Na área da saúde da mulher, a NOAS estabelece para os municípios a garantia
das ações básicas mínimas de pré-natal e puerpério, planejamento familiar e prevenção
do câncer de colo uterino e, para garantir o acesso às ações de maior complexidade,
prevê a conformação de sistemas funcionais e resolutivos de assistência à saúde, por
meio da organização dos territórios estaduais (COELHO, 2003).
A delimitação das ações básicas mínimas para o âmbito municipal é resultante
do reconhecimento das dificuldades para consolidação do SUS, e das lacunas que
ainda existem na atenção à saúde da população. Porém, essa proposta não abrange todo
o conjunto de ações previstas nos documentos que norteiam a Política de Atenção
Integral à Saúde da Mulher, que passa a contemplar, a partir de 2003, a atenção a
segmentos da população feminina ainda invisibilisados e a problemas emergentes que
afetam a saúde da mulher (BRASIL, 2003d).

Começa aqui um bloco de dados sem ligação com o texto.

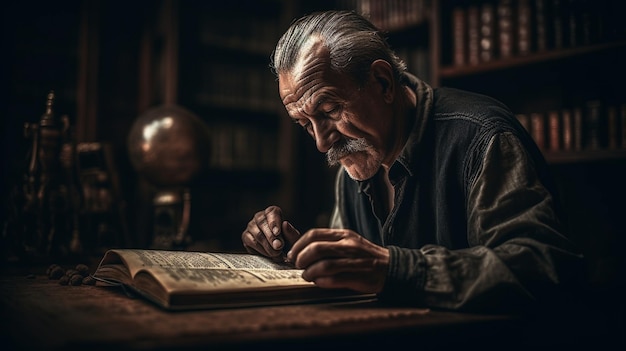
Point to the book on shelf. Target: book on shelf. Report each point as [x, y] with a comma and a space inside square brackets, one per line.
[593, 125]
[458, 36]
[554, 131]
[504, 16]
[523, 27]
[537, 129]
[473, 35]
[541, 25]
[487, 32]
[612, 129]
[184, 280]
[568, 130]
[622, 119]
[577, 116]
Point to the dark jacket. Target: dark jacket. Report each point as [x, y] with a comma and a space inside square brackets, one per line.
[475, 225]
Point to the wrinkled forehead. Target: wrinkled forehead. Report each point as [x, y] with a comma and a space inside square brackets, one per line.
[310, 69]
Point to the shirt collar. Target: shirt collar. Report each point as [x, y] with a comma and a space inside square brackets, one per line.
[406, 163]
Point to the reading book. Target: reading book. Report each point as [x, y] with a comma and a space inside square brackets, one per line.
[178, 280]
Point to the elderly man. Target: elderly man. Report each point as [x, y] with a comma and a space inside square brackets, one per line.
[443, 200]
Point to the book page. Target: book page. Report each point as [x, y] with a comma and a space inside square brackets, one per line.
[137, 259]
[215, 280]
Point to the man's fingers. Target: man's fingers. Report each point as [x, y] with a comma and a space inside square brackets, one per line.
[290, 233]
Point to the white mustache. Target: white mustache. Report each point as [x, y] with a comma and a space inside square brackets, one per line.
[344, 148]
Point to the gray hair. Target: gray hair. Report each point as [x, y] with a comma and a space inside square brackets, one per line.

O nível federal de administração também apresentou, na última década,
dificuldades e descontinuidade no processo de assessoria e apoio para implementação
do PAISM, observando-se mudanças a partir de 1998, quando a saúde da mulher passa
a ser considerada uma prioridade de governo.
O balanço institucional das ações realizadas no período de 1998 a 2002,
elaborado por Correa e Piola, indica que, nesse período, trabalhou-se na perspectiva de
resolução de problemas, priorizando-se a saúde reprodutiva e, em particular, as ações
para redução da mortalidade materna (pré-natal, assistência ao parto e anticoncepção).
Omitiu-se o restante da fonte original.